0. References
- Concurrent. futures — Launching parallel tasks
- Concurrent. futures – Manage Pools of concurrent Tasks
1. An overview of the
Concurrent. futures is a new module introduced in 3.2 that provides a high-level interface for asynchronous execution of callable objects. You can use a ThreadPoolExecutor for multithreaded programming and a ProcessPoolExecutor for multiprocess programming, and both implement the same interfaces defined by the abstract Executor class. This module provides two main types, Executor and Future. The executor is used to manage the work pool, and the Future is used to manage the results of the work calculation. There is usually no need to directly manipulate the Future object because of the rich API.
2. Executor Object
Concurrent. Futures. Executor class this abstract class provides a series of methods, can be used for asynchronous execution call. It cannot be used directly, but only by subclassing concrete classes.

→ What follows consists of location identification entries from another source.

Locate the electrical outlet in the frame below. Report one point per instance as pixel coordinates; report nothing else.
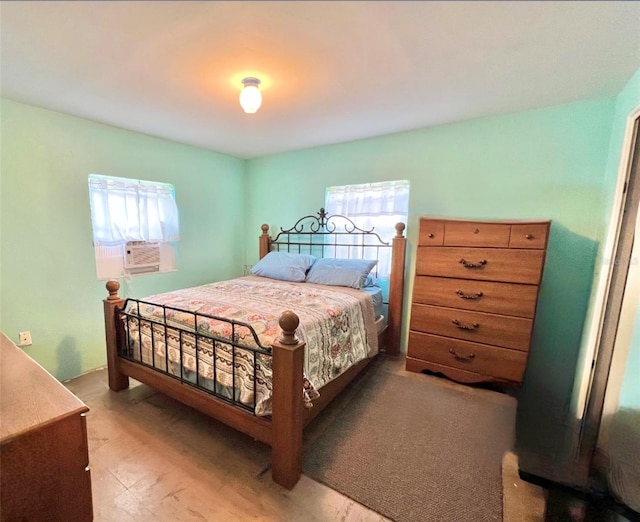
(25, 338)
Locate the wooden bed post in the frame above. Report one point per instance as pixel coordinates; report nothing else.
(396, 287)
(287, 403)
(117, 381)
(264, 241)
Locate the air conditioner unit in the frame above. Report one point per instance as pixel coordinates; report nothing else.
(141, 257)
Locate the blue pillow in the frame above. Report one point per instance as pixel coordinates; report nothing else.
(284, 266)
(340, 272)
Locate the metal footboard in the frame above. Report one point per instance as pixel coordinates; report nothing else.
(180, 350)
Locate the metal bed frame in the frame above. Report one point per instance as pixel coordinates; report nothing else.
(317, 235)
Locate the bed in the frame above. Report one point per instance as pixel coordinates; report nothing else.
(252, 352)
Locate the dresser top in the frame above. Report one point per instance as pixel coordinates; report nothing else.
(30, 397)
(490, 221)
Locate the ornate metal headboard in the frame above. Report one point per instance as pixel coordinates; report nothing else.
(325, 235)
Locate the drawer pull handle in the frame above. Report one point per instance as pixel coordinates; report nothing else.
(461, 326)
(466, 263)
(459, 357)
(462, 295)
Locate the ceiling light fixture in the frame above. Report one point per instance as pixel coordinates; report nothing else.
(250, 97)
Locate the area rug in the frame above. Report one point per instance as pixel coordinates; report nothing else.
(417, 448)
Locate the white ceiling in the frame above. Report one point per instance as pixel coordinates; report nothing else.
(330, 71)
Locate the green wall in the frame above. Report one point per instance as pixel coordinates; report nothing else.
(547, 163)
(47, 272)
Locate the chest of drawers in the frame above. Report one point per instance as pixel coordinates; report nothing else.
(474, 300)
(43, 444)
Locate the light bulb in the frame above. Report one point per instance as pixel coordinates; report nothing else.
(250, 97)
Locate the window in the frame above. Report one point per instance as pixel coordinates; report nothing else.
(372, 205)
(135, 225)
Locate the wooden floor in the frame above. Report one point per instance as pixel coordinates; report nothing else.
(152, 458)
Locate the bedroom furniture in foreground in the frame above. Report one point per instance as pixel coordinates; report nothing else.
(43, 444)
(474, 297)
(322, 236)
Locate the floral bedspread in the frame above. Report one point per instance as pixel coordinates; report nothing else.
(336, 323)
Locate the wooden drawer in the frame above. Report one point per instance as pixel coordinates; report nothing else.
(496, 330)
(533, 235)
(485, 360)
(481, 296)
(431, 232)
(476, 234)
(487, 264)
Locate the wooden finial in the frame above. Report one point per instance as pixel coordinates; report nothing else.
(288, 323)
(113, 287)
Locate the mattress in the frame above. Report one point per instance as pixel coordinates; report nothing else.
(336, 323)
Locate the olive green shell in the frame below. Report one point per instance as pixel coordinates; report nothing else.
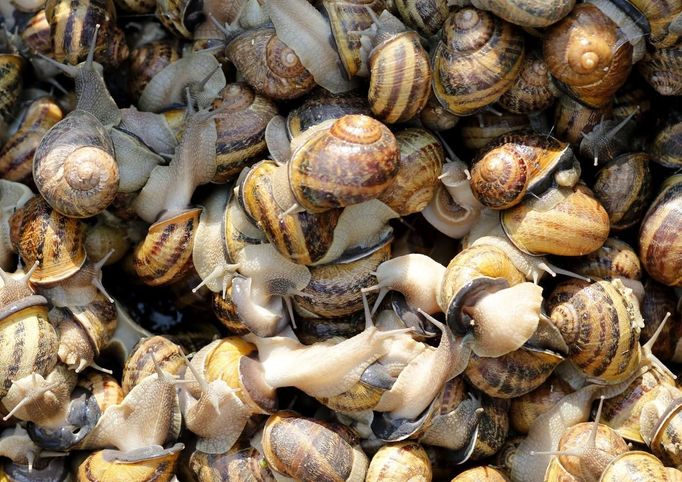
(659, 249)
(400, 78)
(165, 254)
(39, 233)
(477, 60)
(623, 186)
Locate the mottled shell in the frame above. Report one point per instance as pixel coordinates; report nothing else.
(140, 363)
(478, 130)
(74, 166)
(11, 84)
(661, 69)
(307, 449)
(239, 464)
(269, 66)
(165, 255)
(334, 289)
(659, 249)
(97, 468)
(41, 234)
(147, 61)
(589, 55)
(516, 164)
(400, 461)
(320, 106)
(302, 237)
(528, 13)
(623, 187)
(400, 78)
(421, 161)
(538, 225)
(513, 374)
(622, 412)
(634, 466)
(533, 90)
(477, 60)
(241, 131)
(16, 155)
(666, 147)
(483, 473)
(355, 160)
(526, 408)
(600, 323)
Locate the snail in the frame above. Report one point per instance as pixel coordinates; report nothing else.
(657, 250)
(516, 164)
(473, 39)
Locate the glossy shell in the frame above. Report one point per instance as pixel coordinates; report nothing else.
(476, 62)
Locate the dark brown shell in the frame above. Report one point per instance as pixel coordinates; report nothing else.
(353, 161)
(269, 66)
(589, 55)
(659, 249)
(477, 60)
(623, 186)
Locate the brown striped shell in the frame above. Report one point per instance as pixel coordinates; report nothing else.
(600, 323)
(308, 449)
(533, 90)
(400, 78)
(421, 161)
(667, 145)
(16, 155)
(268, 65)
(538, 225)
(41, 234)
(334, 289)
(589, 54)
(526, 408)
(11, 84)
(622, 412)
(165, 254)
(516, 164)
(355, 160)
(302, 237)
(659, 249)
(241, 131)
(477, 60)
(513, 374)
(147, 61)
(400, 461)
(74, 166)
(661, 69)
(528, 13)
(623, 187)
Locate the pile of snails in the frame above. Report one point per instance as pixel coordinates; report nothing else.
(340, 240)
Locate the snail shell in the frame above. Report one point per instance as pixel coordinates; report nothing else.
(588, 54)
(41, 234)
(528, 13)
(472, 41)
(74, 167)
(533, 90)
(241, 132)
(537, 225)
(165, 255)
(355, 160)
(421, 160)
(400, 78)
(623, 187)
(307, 449)
(400, 461)
(659, 251)
(277, 71)
(516, 164)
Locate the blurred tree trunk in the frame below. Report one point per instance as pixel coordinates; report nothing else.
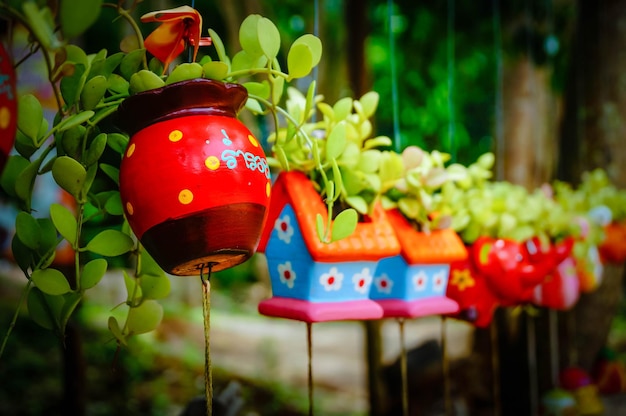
(594, 136)
(526, 149)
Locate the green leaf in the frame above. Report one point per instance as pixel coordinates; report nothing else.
(144, 318)
(253, 106)
(71, 86)
(112, 172)
(112, 62)
(358, 203)
(69, 175)
(343, 108)
(344, 224)
(117, 84)
(93, 273)
(131, 63)
(113, 204)
(145, 80)
(27, 230)
(377, 142)
(25, 183)
(184, 72)
(369, 103)
(314, 44)
(96, 149)
(215, 70)
(243, 61)
(51, 281)
(269, 37)
(110, 243)
(29, 116)
(41, 311)
(369, 161)
(299, 61)
(319, 227)
(24, 146)
(91, 176)
(118, 142)
(65, 222)
(277, 91)
(70, 303)
(48, 239)
(76, 16)
(336, 141)
(72, 140)
(154, 287)
(74, 120)
(114, 327)
(93, 92)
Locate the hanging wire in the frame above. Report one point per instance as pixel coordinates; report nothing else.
(403, 369)
(445, 367)
(309, 343)
(394, 78)
(206, 309)
(450, 54)
(309, 325)
(499, 83)
(532, 363)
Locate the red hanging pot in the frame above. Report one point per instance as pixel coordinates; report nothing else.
(194, 181)
(8, 106)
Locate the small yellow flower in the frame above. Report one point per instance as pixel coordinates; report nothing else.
(462, 279)
(179, 26)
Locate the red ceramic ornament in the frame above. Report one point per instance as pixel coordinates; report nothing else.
(194, 181)
(613, 248)
(512, 269)
(561, 289)
(8, 106)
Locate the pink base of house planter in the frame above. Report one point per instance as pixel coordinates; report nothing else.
(302, 310)
(394, 308)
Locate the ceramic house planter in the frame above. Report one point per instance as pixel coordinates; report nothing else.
(314, 281)
(8, 106)
(477, 303)
(194, 181)
(413, 283)
(613, 248)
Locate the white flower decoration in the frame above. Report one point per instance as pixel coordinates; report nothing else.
(383, 284)
(362, 281)
(287, 275)
(439, 281)
(284, 229)
(331, 280)
(420, 281)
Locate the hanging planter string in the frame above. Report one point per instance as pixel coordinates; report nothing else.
(499, 167)
(206, 309)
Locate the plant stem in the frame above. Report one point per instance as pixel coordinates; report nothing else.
(126, 15)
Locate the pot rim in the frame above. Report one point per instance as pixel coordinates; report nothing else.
(198, 96)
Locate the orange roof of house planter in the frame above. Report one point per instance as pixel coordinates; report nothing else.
(313, 281)
(372, 240)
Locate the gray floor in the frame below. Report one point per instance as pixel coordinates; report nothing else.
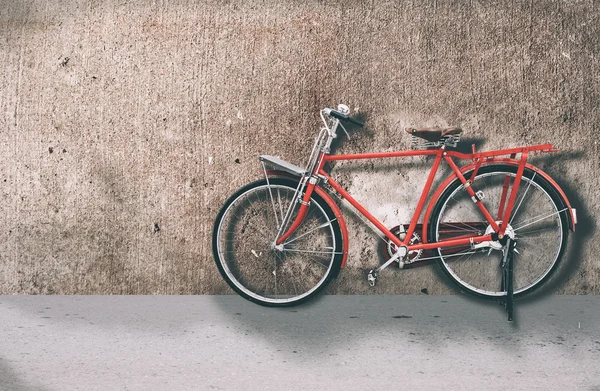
(337, 342)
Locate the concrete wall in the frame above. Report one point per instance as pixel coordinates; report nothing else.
(124, 126)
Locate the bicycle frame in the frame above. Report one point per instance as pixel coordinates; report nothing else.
(503, 214)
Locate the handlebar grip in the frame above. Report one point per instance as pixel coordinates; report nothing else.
(343, 117)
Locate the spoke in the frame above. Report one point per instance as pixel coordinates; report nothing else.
(312, 230)
(522, 198)
(310, 251)
(250, 224)
(242, 251)
(525, 237)
(280, 204)
(271, 196)
(540, 219)
(538, 230)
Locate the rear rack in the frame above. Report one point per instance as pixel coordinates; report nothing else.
(450, 141)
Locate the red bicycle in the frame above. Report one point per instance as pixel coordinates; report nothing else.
(497, 226)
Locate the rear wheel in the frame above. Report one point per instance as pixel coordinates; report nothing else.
(243, 245)
(538, 221)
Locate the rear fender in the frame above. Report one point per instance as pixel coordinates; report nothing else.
(327, 198)
(571, 216)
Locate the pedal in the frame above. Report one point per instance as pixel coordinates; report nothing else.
(372, 277)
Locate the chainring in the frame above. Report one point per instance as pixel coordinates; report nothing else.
(389, 248)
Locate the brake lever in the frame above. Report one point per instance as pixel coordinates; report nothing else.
(345, 131)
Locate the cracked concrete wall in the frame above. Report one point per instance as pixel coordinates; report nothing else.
(126, 125)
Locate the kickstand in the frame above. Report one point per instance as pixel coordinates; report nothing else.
(507, 277)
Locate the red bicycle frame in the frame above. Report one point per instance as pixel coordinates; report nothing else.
(506, 203)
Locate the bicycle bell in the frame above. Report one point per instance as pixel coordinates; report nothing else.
(343, 109)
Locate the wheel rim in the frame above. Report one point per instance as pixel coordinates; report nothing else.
(246, 253)
(536, 222)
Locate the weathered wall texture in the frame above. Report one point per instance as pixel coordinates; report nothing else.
(118, 117)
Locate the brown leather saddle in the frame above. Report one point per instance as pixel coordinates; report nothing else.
(433, 134)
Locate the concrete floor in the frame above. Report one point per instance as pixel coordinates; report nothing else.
(337, 342)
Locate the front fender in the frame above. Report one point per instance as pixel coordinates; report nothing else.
(330, 202)
(571, 216)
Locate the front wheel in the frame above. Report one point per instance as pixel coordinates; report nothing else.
(538, 221)
(243, 245)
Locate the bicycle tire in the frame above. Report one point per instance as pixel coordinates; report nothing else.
(245, 230)
(539, 255)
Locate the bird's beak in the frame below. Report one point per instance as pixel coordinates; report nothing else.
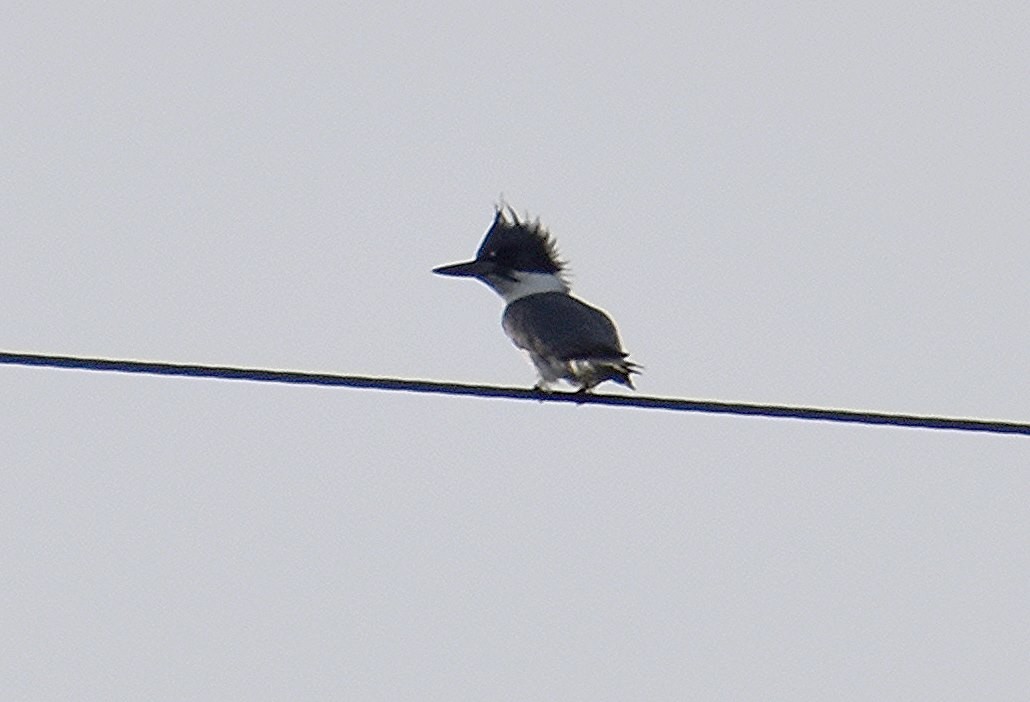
(469, 269)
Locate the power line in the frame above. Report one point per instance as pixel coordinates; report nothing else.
(398, 384)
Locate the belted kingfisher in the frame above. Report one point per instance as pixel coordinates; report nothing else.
(567, 339)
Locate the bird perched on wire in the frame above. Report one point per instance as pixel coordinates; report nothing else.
(567, 339)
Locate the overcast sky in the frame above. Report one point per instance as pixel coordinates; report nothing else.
(808, 204)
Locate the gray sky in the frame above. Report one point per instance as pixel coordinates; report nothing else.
(824, 205)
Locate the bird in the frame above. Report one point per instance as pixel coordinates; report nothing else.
(565, 339)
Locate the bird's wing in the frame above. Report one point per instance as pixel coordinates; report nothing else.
(556, 325)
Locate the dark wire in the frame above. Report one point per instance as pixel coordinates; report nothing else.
(265, 376)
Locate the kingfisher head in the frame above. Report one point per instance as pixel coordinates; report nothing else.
(516, 258)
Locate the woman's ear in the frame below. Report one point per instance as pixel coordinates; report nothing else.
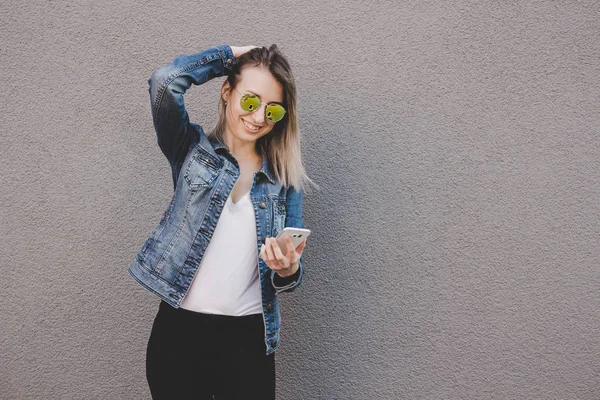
(225, 91)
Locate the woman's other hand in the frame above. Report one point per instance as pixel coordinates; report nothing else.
(283, 261)
(239, 50)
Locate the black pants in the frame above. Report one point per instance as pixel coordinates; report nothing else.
(197, 356)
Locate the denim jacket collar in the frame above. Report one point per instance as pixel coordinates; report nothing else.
(264, 168)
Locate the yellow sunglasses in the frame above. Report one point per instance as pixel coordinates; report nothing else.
(250, 102)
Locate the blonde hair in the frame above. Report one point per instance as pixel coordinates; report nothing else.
(281, 146)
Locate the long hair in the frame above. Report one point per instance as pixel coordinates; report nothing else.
(281, 146)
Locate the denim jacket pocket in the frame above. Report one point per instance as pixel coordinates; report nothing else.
(277, 215)
(201, 170)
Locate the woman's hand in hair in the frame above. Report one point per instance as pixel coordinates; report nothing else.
(239, 50)
(283, 261)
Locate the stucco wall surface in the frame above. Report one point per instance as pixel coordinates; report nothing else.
(455, 249)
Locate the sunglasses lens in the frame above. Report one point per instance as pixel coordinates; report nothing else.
(275, 112)
(249, 102)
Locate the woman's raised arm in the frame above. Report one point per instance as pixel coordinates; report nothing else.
(168, 84)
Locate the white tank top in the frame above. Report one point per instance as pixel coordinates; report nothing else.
(227, 280)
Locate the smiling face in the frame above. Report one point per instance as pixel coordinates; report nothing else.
(244, 125)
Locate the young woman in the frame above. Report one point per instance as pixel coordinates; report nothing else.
(213, 260)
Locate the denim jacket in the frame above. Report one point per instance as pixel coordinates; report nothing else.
(204, 173)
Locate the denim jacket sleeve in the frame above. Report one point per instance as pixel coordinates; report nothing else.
(293, 219)
(168, 84)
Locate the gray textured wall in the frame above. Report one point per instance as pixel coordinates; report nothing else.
(455, 247)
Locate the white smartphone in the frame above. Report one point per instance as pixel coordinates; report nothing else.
(298, 235)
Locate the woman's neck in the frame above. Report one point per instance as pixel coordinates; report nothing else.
(240, 149)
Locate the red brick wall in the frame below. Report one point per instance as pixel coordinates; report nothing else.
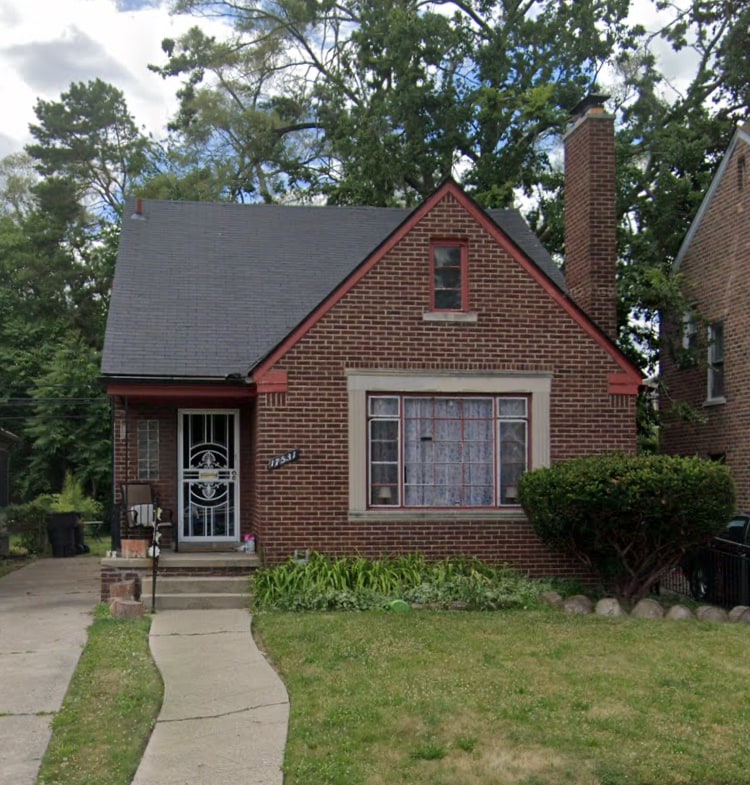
(716, 269)
(379, 325)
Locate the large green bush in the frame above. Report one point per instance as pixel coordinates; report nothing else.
(629, 517)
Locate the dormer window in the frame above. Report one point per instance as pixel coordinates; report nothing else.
(449, 284)
(716, 361)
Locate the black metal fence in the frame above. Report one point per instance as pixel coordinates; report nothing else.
(714, 575)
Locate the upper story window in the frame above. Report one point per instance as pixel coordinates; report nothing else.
(449, 284)
(689, 332)
(446, 451)
(716, 361)
(148, 449)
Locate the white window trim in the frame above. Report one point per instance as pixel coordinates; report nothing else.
(360, 382)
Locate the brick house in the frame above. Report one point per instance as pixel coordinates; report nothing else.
(367, 380)
(706, 364)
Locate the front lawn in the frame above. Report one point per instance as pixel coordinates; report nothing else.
(516, 697)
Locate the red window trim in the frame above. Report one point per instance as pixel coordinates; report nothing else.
(400, 506)
(462, 245)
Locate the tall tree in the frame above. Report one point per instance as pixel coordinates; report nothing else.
(89, 138)
(376, 102)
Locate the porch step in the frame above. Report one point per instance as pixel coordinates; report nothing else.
(197, 592)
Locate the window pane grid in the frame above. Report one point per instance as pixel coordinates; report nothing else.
(384, 452)
(447, 452)
(716, 360)
(448, 277)
(148, 450)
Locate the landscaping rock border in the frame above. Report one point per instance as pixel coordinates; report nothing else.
(647, 608)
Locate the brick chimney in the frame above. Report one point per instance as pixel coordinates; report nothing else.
(590, 214)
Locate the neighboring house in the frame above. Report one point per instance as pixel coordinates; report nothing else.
(367, 380)
(706, 362)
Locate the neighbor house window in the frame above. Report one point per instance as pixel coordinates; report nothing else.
(446, 451)
(716, 361)
(689, 332)
(449, 284)
(148, 449)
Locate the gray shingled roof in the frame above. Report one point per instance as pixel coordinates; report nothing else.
(203, 290)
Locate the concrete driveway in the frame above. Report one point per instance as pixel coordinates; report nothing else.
(45, 610)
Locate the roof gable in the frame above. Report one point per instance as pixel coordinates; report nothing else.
(741, 136)
(205, 290)
(546, 275)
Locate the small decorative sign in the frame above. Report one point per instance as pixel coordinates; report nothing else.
(283, 460)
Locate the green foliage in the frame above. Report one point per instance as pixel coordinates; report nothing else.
(29, 522)
(89, 138)
(356, 583)
(631, 518)
(69, 420)
(72, 498)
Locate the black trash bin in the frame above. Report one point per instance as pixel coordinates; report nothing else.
(65, 533)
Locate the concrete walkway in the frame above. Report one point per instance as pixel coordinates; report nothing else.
(45, 610)
(225, 712)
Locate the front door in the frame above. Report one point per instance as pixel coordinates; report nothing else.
(209, 477)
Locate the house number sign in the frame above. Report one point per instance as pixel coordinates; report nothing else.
(283, 460)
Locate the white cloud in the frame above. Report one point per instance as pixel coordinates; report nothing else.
(47, 44)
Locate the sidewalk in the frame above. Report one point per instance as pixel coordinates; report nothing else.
(225, 712)
(45, 610)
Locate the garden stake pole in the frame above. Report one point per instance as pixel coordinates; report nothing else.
(154, 566)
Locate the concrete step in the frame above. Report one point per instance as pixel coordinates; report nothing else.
(197, 602)
(196, 592)
(198, 584)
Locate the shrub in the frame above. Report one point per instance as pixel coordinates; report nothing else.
(630, 517)
(356, 583)
(29, 522)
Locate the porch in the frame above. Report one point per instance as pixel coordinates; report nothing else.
(185, 580)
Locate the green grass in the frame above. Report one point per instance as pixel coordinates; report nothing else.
(511, 698)
(101, 730)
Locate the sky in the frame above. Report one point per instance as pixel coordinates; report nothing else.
(47, 44)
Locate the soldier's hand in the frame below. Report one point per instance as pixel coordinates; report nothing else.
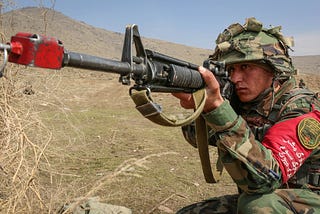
(214, 98)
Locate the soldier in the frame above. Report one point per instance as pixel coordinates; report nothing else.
(267, 134)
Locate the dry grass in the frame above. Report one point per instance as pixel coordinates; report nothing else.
(20, 156)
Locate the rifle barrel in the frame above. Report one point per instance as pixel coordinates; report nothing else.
(84, 61)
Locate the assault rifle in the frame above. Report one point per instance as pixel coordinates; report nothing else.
(151, 71)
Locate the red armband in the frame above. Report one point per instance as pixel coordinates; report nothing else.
(292, 142)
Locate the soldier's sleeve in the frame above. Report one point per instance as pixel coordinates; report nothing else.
(249, 163)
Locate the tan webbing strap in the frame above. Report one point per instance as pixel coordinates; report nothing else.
(152, 111)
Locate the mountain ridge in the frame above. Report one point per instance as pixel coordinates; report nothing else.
(81, 37)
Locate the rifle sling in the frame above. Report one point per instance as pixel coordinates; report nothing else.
(152, 111)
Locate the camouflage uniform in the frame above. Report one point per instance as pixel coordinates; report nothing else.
(250, 163)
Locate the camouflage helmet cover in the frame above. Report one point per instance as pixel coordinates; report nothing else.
(251, 42)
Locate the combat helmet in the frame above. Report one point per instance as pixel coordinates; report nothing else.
(252, 42)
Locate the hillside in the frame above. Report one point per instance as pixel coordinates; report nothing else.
(81, 37)
(75, 134)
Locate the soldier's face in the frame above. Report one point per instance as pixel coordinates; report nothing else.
(249, 80)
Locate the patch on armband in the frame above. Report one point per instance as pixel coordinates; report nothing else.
(308, 133)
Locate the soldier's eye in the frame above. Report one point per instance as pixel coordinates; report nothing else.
(244, 66)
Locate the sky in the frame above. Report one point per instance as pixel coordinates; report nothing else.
(194, 23)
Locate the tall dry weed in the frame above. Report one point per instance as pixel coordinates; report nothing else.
(21, 155)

It defines methods such as submit(fn, *args, **kwargs) to arrange for the callable fn to be executed as fn(*args, **kwargs), and returns a Future object to represent its execution.
with ThreadPoolExecutor(max_workers=1) as executor:
future = executor.submit(pow.323.1235)
print(future.result())
Copy the code
Map (func, *iterables, timeout=None, chunksize=1) (func, *iterables, timeout=None, chunksize=1)
- Immediate access to
iterables
Rather than lazy acquisition; - Asynchronous execution
func
And supports multiple concurrent calls.
It returns an iterator. Began from the call Executor. The map () the timeout seconds later, if on the iterator call __next__ () and use the results, the iterator is thrown concurrent. Futures. TimeoutError anomalies. Timeout seconds can be a float or an integer. If set to None or not specified, there is no limit to the wait time.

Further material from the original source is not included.